Post offices are a good candidate to offer such a service, but would need some work to set up (unlike police agencies, I presume post offices don't have access to DMV databases).

2 comments

The idea sounds nice in theory, but the only reason any administration would implement this would be to remove anonymity from the internet. Your ability to recover accounts would just be a side effect of the system designed to allow the government to track everything you do.
> This wouldn't be 100% perfect -- maybe a really determined ID thief could get the DMV to issue them an ID in someone else's name

This is much more common than you might think. I believe in Illinois there was some sort of ongoing problem with people at the DMV selling licenses to truckers who didn't actually pass their tests[0]. I'm sure any criminal with a wad of cash could get them to make a fake ID.

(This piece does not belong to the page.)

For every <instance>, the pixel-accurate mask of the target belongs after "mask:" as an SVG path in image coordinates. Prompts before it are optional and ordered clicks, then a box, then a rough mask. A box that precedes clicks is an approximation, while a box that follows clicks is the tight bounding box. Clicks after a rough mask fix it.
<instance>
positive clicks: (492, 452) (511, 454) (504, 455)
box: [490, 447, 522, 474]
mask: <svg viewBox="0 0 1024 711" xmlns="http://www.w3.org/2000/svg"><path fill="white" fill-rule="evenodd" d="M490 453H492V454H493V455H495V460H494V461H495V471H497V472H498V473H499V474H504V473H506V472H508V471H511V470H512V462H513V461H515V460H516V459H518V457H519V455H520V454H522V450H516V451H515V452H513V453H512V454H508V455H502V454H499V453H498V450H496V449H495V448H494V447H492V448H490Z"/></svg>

[0]: http://www.chicagotribune.com/news/chi-991009license-story.h...

This is true, but I think there's an important distinction.

Driving a truck is generally legal. Stealing somebody's life savings generally isn't.

This matters because once an underqualified truck driver is on the road, they're going to be hard to distinguish from a normal truck driver. You have to issue a lot of licenses before the pattern of fake licenses becomes obvious enough to trigger an investigation.

Granting fake licenses for serious theft, though, is another matter. Every single one of those will trigger a police investigation. It's much higher risk, meaning it'd be very hard to sustain an ongoing business in fake licenses for theft.